Hint: prove that $\phi(t) = f(\sqrt{x^2+t},\sqrt{\smash[b]{y^2+t}})$ is a constant function.
I have done something that might solve that, but I am absolutely not sure if it is right. I marked $x(t) = \sqrt{x^2+t}$, $y(t) = \sqrt{y^2+t}$ and then I wrote this using the chain rule: $$\phi'(t) = \dfrac{df}{dx}\dfrac{dx}{dt}+\dfrac{df}{dy}\dfrac{dy}{dt}.$$ Is this correct? If it is correct, then I have managed to solve it, but I really doubt it is. If not, can someone tell me how can I prove $\phi$ is constant?
Thanks.
This is correct.
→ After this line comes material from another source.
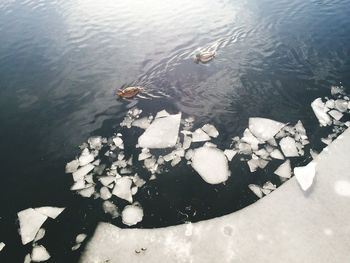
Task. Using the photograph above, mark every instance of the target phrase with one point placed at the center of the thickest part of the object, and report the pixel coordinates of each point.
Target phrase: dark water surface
(62, 61)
In your case, the chain rule can be formally written as
$$ \begin{aligned} \phi'(t)&=\frac{\mathrm d\!}{\mathrm d t}\left(f\circ(x(t),y(t))\right)=\nabla f\cdot \left(\frac{\mathrm d x}{\mathrm d t},\frac{\mathrm d y}{\mathrm d t}\right)\\ &=\frac{\partial f}{\partial x}\frac{\mathrm d x}{\mathrm d t}+\frac{\partial f}{\partial y}\frac{\mathrm d y}{\mathrm d t}, \end{aligned} $$ which is exactly your formula (although you should remember to write $\partial f$ (\partial in LaTeX) instead of $\mathrm d f$ since later on these two symbols will have different meanings).